Golf Plugin-Hybrid: VW kämpft mit Akkuzellen- und Chip-Mangel

Die Fertigung der Hybrid-Varianten des VW Golf in Wolfsburg ist durch Engpässe bei Akkuzellen und den Chipmangel bedroht.
/ Andreas Donath
27 Kommentare News folgen (öffnet im neuen Fenster)
VW Golf VIII (Bild: Volkswagen)
VW Golf VIII Bild: Volkswagen

Die Produktion des VW Golf eHybrid und des Golf eTSI ist in Gefahr, weil Chips fehlen und die Akkuzellen knapp werden. Wie die Braunschweiger Zeitung schreibt(öffnet im neuen Fenster) (Paywall), soll es offene Bestellungen für 93.000 Golf geben. Diese würden die Produktion in Wolfsburg mehr als vier Monate auslasten.

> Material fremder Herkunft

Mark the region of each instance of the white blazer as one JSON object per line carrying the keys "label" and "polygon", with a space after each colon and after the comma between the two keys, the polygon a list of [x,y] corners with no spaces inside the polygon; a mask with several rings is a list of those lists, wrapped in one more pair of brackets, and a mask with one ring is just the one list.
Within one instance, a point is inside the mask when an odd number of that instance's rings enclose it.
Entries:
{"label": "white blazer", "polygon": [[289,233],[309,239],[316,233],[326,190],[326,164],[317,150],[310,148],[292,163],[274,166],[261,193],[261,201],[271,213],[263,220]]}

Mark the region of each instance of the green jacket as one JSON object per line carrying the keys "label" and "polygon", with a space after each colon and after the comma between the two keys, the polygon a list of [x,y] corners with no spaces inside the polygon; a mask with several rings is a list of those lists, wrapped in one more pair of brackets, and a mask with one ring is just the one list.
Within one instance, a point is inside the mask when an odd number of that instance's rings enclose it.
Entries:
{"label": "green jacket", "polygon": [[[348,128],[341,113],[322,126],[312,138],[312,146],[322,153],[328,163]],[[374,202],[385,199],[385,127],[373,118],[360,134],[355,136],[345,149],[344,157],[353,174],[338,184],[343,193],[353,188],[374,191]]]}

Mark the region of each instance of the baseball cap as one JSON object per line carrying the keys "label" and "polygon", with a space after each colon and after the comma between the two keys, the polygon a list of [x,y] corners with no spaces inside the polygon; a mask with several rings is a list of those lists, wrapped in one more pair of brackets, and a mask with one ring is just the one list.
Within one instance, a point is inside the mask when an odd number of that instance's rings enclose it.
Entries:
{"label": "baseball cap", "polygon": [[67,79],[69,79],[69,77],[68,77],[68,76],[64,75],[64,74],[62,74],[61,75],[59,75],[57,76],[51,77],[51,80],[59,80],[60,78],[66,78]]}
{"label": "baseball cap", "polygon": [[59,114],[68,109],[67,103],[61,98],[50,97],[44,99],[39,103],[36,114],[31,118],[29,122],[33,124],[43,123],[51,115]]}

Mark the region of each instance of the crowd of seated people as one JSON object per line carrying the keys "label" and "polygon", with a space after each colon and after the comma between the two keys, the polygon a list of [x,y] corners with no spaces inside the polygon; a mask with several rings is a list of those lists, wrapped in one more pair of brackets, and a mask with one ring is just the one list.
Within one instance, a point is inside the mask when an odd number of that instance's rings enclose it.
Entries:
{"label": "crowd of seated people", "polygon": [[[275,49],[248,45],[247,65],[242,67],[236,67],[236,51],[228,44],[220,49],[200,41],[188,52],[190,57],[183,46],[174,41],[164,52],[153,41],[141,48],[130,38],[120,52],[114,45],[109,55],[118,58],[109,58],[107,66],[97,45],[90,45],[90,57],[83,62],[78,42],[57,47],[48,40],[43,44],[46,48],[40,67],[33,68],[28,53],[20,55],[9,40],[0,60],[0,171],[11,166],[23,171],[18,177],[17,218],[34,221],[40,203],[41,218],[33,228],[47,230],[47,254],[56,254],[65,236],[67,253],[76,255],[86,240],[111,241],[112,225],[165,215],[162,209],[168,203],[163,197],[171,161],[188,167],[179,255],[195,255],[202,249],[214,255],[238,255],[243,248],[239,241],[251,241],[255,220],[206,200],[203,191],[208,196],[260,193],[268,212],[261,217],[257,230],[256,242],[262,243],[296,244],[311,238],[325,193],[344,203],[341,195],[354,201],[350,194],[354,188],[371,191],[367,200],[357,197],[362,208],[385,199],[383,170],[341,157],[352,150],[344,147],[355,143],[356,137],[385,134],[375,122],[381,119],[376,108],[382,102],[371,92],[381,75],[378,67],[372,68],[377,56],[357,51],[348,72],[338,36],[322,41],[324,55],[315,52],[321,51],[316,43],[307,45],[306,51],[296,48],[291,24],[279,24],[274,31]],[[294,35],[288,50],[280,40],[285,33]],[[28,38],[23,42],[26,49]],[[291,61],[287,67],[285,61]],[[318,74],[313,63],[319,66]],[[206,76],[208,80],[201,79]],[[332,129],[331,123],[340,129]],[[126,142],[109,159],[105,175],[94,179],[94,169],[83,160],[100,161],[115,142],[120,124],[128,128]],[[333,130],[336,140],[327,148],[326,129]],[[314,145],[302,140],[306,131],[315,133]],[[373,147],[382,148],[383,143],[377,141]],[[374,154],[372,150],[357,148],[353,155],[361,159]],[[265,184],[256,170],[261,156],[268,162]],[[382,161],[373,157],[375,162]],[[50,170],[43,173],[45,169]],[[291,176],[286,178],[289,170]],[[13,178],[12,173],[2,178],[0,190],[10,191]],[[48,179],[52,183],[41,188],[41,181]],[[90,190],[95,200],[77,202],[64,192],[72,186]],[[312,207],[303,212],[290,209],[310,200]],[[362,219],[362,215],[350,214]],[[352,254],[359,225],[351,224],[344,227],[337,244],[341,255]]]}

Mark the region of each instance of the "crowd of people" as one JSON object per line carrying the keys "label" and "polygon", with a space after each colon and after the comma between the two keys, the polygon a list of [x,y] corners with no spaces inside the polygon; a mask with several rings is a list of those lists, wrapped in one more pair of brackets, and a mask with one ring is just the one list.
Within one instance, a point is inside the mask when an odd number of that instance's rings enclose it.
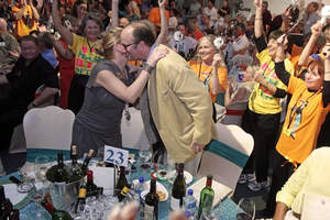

Der Vorsitzende des Gesamt- und Konzernbetriebsrats, Bernd Osterloh, sagte der Zeitung, besonders die Hybrid-Varianten des Golfs seien beliebt. Sie machten mittlerweile 60 Prozent der Bestellungen in Deutschland und 40 Prozent der in Europa aus.

Und selbst wenn es genügend Chips gäbe: Es mangelt an Akkuzellen, heißt es in dem Bericht. VW musste in den Werken Wolfsburg, Braunschweig, Salzgitter und Kassel Kurzarbeit anmelden. "Wir verfügen nicht über genügend Batteriezellen, um alle Aufträge rasch abarbeiten zu können" , sagte Osterloh. "Da hat wohl irgendjemand die Nachfrage falsch eingeschätzt."

Chipmangel wird für die Autoindustrie gefährlich

Schon im Dezember 2020 hatte Volkswagen auf die angespannte Situation bei einigen zentralen Zulieferern, auch in Asien, gewarnt. Halbleiter sind durch die Auswirkungen der Pandemie besonders gefragt, und Chipproduzenten hatten offenbar nicht erwartet, dass die Nachfrage aus der Autoindustrie so schnell wieder steigen würde. Auch in anderen Branchen wie Unterhaltungselektronik oder Medizintechnik ist die Nachfrage nach Halbleitern hoch.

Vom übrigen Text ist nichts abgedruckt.